The semantic layer is a separate module from the core pipeline YAML. It's designed for:

Ad-hoc metric queries via Python API
Scheduled metric materialization to pre-compute aggregates
Self-service analytics where business users query by metric name

It does NOT replace the pipeline YAML - instead, it works alongside it: - Pipelines build your fact and dimension tables - The semantic layer queries those tables using metric definitions

flowchart TB
    subgraph Pipeline["Odibi Pipelines (YAML)"]
        R[Read Sources]
        D[Build Dimensions]
        F[Build Facts]
        A[Build Aggregates]
    end

    subgraph Data["Data Layer"]
        DIM[(dim_customer<br>dim_product<br>dim_date)]
        FACT[(fact_orders)]
        AGG[(agg_daily_sales)]
    end

    subgraph Semantic["Semantic Layer (Python API)"]
        M[Metric Definitions]
        Q[SemanticQuery]
        MAT[Materializer]
    end

    subgraph Output["Output"]
        DF[DataFrame Results]
        TABLE[Materialized Tables]
    end

    R --> D --> DIM
    R --> F --> FACT
    FACT --> A --> AGG

    DIM --> M
    FACT --> M
    M --> Q --> DF
    M --> MAT --> TABLE

    style Pipeline fill:#1a1a2e,stroke:#4a90d9,color:#fff
    style Semantic fill:#1a1a2e,stroke:#4a90d9,color:#fff

When to Use What¶

Use Case	Solution
Build dimension tables	Use `pattern: type: dimension` in pipeline YAML
Build fact tables	Use `pattern: type: fact` in pipeline YAML
Build scheduled aggregates	Use `pattern: type: aggregation` in pipeline YAML
Ad-hoc metric queries	Use Semantic Layer Python API
Self-service BI metrics	Use Semantic Layer with materialization

Configuration¶

The semantic layer is configured via Python, not YAML. You can load config from a YAML file if desired:

from odibi.semantics import SemanticQuery, Materializer, parse_semantic_config
import yaml

# Load from YAML (optional - can also build programmatically)
with open("semantic_config.yaml") as f:
    config = parse_semantic_config(yaml.safe_load(f))

# Query interface
query = SemanticQuery(config)
result = query.execute("revenue BY region", context)

# Materialization
materializer = Materializer(config)
materializer.execute("monthly_revenue", context)

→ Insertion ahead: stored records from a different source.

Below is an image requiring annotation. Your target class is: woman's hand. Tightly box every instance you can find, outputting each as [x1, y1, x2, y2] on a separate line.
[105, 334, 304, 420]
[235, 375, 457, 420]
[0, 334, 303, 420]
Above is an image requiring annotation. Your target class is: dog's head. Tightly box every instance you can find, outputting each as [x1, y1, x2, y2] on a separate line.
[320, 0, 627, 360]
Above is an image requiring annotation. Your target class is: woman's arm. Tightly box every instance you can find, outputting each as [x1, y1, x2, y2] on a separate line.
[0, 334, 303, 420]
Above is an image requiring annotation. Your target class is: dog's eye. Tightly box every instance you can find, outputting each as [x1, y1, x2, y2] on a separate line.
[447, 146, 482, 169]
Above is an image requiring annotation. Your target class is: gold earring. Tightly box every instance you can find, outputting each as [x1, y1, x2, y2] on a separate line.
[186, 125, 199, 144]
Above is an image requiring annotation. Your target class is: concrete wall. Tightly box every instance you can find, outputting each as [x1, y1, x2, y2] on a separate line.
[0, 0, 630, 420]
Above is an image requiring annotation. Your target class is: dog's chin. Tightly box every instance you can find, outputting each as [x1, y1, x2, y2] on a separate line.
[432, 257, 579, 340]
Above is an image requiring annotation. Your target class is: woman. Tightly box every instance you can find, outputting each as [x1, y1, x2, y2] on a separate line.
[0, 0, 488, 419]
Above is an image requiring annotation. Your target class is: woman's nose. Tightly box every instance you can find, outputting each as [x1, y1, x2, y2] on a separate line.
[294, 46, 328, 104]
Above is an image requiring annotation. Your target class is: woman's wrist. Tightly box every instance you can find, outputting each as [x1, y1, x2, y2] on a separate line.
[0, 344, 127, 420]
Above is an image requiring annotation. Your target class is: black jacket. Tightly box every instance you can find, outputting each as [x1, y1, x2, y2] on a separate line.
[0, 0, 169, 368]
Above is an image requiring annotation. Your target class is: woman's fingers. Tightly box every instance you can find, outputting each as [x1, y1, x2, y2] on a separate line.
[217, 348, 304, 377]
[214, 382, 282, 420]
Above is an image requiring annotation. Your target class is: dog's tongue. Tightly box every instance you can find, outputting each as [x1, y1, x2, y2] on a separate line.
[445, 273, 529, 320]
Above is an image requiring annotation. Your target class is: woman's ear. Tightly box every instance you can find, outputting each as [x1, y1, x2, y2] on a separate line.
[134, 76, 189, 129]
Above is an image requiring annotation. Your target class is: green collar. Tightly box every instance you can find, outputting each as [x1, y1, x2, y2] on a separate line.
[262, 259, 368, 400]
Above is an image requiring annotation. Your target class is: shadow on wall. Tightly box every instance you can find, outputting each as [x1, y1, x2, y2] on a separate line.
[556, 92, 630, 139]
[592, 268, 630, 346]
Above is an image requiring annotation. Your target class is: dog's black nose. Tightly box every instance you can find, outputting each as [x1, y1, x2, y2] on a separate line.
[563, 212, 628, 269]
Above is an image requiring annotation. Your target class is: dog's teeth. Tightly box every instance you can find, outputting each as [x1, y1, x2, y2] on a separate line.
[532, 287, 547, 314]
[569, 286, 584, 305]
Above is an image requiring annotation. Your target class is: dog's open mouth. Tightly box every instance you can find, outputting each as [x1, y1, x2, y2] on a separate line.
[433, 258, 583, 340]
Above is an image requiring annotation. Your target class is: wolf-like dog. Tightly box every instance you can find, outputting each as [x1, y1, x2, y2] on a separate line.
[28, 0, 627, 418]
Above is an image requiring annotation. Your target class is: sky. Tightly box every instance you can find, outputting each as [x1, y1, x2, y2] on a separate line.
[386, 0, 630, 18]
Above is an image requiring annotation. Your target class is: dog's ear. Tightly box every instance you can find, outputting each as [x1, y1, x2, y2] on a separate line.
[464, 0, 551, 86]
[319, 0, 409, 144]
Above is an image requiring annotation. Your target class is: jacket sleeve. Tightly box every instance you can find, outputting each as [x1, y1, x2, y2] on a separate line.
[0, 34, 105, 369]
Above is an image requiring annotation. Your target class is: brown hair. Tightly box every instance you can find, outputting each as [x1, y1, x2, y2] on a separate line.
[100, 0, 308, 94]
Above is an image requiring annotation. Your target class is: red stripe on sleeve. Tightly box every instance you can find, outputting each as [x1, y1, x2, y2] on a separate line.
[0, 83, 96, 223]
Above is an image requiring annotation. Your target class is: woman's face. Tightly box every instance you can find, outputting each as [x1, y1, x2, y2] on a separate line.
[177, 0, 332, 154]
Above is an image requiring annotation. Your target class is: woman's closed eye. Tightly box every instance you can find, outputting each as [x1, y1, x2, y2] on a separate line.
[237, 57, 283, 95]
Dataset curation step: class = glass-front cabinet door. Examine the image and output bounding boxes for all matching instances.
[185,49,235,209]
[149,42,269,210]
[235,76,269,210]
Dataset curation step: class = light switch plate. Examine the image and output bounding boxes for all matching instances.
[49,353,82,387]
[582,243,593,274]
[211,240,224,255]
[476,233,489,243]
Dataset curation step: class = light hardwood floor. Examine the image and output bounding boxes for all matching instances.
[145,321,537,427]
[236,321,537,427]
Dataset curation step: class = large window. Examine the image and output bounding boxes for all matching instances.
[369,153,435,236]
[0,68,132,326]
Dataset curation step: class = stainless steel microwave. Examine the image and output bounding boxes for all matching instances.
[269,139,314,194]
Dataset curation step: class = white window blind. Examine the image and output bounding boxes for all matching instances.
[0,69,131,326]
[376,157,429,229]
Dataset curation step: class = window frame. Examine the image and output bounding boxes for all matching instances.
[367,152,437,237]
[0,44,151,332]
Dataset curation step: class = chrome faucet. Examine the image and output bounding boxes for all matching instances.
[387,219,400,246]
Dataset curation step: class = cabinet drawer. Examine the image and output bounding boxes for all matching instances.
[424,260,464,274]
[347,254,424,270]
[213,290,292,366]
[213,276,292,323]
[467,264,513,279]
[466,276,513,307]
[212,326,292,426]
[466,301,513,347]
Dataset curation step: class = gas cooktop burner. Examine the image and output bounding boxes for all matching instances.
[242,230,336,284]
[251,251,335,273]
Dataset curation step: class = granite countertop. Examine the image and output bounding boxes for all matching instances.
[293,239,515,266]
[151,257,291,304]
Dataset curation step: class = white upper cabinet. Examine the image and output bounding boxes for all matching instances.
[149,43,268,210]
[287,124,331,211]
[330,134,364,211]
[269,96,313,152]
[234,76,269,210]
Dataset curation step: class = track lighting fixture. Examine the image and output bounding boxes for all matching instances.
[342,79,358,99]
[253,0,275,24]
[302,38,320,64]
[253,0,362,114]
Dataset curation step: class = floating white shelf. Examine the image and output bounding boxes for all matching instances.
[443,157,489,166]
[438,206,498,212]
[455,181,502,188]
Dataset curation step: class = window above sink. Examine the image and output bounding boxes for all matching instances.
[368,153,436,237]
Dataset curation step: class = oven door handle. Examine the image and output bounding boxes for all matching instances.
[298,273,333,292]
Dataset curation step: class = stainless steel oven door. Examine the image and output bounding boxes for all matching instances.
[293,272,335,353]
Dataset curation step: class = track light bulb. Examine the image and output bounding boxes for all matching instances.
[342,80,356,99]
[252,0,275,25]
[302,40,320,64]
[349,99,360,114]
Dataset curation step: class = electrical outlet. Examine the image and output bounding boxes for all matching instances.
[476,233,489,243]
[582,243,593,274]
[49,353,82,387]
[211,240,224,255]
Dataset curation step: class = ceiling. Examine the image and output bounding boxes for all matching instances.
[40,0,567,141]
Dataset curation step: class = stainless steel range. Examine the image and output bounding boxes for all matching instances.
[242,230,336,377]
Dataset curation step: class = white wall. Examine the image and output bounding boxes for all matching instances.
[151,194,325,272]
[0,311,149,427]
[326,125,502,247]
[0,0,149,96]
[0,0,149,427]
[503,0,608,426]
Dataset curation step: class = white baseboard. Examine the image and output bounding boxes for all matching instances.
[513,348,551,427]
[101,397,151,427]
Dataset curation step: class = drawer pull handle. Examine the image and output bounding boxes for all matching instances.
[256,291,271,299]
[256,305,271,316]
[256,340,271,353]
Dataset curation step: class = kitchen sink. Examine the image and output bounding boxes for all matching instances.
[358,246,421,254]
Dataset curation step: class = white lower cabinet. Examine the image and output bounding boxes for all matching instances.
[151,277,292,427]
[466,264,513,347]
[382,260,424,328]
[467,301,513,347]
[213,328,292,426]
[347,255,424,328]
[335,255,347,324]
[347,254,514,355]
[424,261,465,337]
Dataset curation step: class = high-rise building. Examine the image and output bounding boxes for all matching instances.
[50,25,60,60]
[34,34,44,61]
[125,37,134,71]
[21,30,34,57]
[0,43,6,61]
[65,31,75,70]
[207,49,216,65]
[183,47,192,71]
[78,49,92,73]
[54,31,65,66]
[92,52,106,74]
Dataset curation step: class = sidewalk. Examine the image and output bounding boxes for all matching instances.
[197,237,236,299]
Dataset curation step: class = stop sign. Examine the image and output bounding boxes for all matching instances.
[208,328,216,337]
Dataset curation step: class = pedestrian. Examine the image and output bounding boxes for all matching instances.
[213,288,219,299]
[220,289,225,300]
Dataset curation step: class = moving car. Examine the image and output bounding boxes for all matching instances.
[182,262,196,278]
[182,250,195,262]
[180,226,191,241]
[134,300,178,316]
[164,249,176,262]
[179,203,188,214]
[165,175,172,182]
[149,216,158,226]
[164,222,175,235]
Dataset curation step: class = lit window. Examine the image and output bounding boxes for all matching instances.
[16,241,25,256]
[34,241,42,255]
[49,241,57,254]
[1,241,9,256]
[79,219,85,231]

Example semantic_config.yaml¶

metrics:
  - name: revenue
    description: "Total revenue from completed orders"
    expr: "SUM(total_amount)"
    source: fact_orders
    filters:
      - "status = 'completed'"

  - name: order_count
    expr: "COUNT(*)"
    source: fact_orders

  - name: avg_order_value
    expr: "AVG(total_amount)"
    source: fact_orders

dimensions:
  - name: region
    source: fact_orders
    column: region

  - name: month
    source: dim_date
    column: month_name
    hierarchy: [year, quarter, month_name]

  - name: category
    source: dim_product
    column: category

materializations:
  - name: monthly_revenue_by_region
    metrics: [revenue, order_count]
    dimensions: [region, month]
    output: gold/agg_monthly_revenue
    schedule: "0 2 1 * *"  # 2am on 1st of month

Core Concepts¶

Metrics¶

Metrics are measurable values that can be aggregated across dimensions:

metrics:
  - name: revenue
    expr: "SUM(total_amount)"
    source: fact_orders
    filters:
      - "status = 'completed'"

Dimensions¶

Dimensions are attributes for grouping and filtering:

dimensions:
  - name: order_date
    source: dim_date
    hierarchy: [year, quarter, month, full_date]

Queries¶

Query the semantic layer with a simple string syntax:

result = query.execute("revenue, order_count BY region, month", context)

Materializations¶

Pre-compute metrics at specific grain:

materializations:
  - name: monthly_revenue
    metrics: [revenue, order_count]
    dimensions: [region, month]
    output: gold/agg_monthly_revenue

Quick Start¶

Option A: Unified Project API (Recommended)¶

The simplest way to use the semantic layer is through the unified Project API, which automatically resolves table paths from your connections:

from odibi import Project

# Load project - semantic layer inherits connections from odibi.yaml
project = Project.load("odibi.yaml")

# Query metrics - tables are auto-loaded from connections
result = project.query("revenue BY region")
print(result.df)

# Multiple metrics and dimensions
result = project.query("revenue, order_count BY region, month")

# With filters
result = project.query("revenue BY category WHERE region = 'North'")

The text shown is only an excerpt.